CHARLESTON, W.Va. — As a catcher, Korey Dunbar often has the best seat in the house. It was his seat on the bench, however, that helped the former Nitro High School slugger make the leap from high school star to becoming a productive player at the collegiate level.
Dunbar, the 2012 Daily Mail Kanawha Valley Player of the Year as well as the state sportswriters’ player of the year, passed up a chance to play professional baseball shortly after his senior year at Nitro when the Los Angeles Dodgers selected him in the 39th round of the Major League Baseball draft. He also turned down offers from Louisville, North Carolina State and Auburn. The University of North Carolina is where Dunbar wanted to continue his baseball career.
“I just felt like it was the right place for me,” Dunbar said. “It’s unreal here; I didn’t want to miss out on that. I didn’t want to come back when I was 30 years old and have to go through school again. Getting a degree here is huge and had a lot to do with it. It’s a home away from home.”
As a freshman, Dunbar had to adjust to not being the big fish in a small pond anymore. He appeared in 37 of the Tar Heels’ games — starting 14 of them — but was stuck behind several players on the depth chart and not used to being relegated to backup duty.
That experience — sitting on the bench — opened Dunbar’s eyes and also helped him forge a bond with his Tar Heels’ teammates.
“It was tough going through it,” he said. “Honestly it was good for me just to (watch). You don’t get to really sit back and just watch. You learn a lot of things sitting and watching the game. It made me a much better player and it gives you perspective on the whole thing. It lets you sit down and look at how far you’ve come.”
After accounting for three runs batted in with a .163 batting average in 43 at-bats in 2013, Dunbar spent the summer playing in the Coastal Plains League for the Wilson Tobs. It was there, he said, things started to come back together. He had put so much pressure on himself that things just were not happening, which resulted in more pressure and a downward spiral for the former Wildcat standout.
“Going through summer ball and going through that mentally made a huge step forward in my career,” Dunbar said. “I can go into (2014) with a lot of confidence. The biggest thing was getting my confidence back and getting the mindset of no matter what happens to keep that confidence.”
That confidence, it seems, is paying off for Dunbar during his sophomore season.
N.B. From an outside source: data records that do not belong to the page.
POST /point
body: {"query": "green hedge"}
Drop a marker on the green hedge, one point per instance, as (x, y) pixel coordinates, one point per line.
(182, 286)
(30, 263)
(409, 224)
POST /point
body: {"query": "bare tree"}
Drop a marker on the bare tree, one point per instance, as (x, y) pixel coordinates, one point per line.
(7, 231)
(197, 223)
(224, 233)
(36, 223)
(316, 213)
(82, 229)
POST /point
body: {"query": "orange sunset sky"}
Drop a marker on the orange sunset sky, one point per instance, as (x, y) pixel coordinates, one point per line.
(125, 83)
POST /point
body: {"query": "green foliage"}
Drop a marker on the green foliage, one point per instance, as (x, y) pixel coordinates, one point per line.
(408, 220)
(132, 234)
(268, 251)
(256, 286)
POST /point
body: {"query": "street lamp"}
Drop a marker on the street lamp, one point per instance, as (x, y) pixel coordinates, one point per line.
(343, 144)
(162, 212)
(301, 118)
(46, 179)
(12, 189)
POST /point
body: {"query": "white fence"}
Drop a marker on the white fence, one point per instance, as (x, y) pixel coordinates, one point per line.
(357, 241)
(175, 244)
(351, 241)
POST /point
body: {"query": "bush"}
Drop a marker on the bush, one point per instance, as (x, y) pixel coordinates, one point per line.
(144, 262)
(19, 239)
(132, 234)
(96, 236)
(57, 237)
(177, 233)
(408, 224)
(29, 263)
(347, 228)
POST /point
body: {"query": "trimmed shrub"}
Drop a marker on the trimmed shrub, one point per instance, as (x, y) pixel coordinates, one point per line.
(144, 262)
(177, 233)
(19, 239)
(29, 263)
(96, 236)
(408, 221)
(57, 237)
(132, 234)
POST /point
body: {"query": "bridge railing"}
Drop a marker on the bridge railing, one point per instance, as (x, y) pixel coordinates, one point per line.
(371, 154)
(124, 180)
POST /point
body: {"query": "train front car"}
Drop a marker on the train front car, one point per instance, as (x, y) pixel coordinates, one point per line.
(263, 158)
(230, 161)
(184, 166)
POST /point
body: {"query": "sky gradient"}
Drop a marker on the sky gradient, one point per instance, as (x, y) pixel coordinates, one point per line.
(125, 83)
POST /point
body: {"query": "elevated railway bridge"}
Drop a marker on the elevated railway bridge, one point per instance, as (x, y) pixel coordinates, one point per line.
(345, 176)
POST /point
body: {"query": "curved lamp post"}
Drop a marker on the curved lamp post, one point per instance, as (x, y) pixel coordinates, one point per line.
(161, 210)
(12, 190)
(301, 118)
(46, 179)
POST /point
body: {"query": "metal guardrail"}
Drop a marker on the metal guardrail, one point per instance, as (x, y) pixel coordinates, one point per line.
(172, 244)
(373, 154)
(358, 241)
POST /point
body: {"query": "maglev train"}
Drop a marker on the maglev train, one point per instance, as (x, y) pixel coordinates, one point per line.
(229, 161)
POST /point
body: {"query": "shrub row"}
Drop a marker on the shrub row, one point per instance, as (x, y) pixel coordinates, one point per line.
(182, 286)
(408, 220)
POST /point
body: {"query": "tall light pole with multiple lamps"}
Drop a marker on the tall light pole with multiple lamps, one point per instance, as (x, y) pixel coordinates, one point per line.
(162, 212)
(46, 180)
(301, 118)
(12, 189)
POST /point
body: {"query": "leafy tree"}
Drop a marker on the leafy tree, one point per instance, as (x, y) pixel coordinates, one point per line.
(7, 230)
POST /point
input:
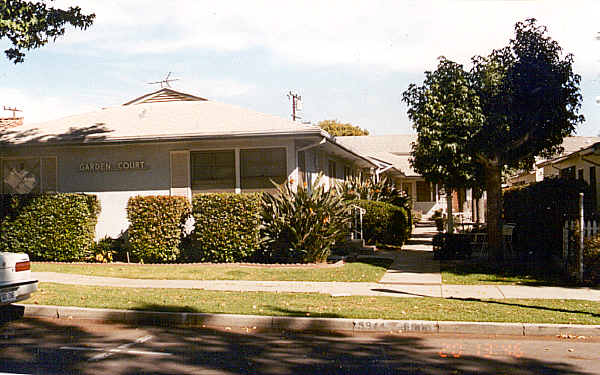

He has started 39 of the 40 games he’s appeared in, slugging three home runs to go with 25 RBI (third best on the team) and behind the plate he is 16 of 36 throwing out attempted basestealers as of April 27.
That’s not to say Dunbar believes he is a finished product. He has worked with Tar Heels’ assistant and former UNC catcher Mark Fleury on being a better backstop.
“We pride ourselves on our pitching. We have some of the best arms in the country and it’s fun catching those guys,” Dunbar said. “Our season is year-round. We finished up in Omaha (at the College World Series) last year and within a week I’m playing summer ball. From summer ball it’s fall season. I think all that stuff comes back to all the preparation we do, and we do a lot of it.
“PFPs (pitcher fielding practice), holding runners practice, holding on to the pitch, working on our picks — our catching guy down here, Mark Fleury, is unbelievable. He’s helped me a lot.”
North Carolina, which is 27-19 (13-11 ACC) and in the middle of the ACC standings, has appeared in the College World Series 10 times, including six since 2006, but has never won a national championship. The Tar Heels close the regular season with mid-week, non-conference games against Campbell, Elon and Gardner-Webb with weekend conference series’ at home against Florida State and away at Miami. The ACC tournament is scheduled for May 20-25 in Greensboro, N.C. The NCAA tournament begins the following week on May 30.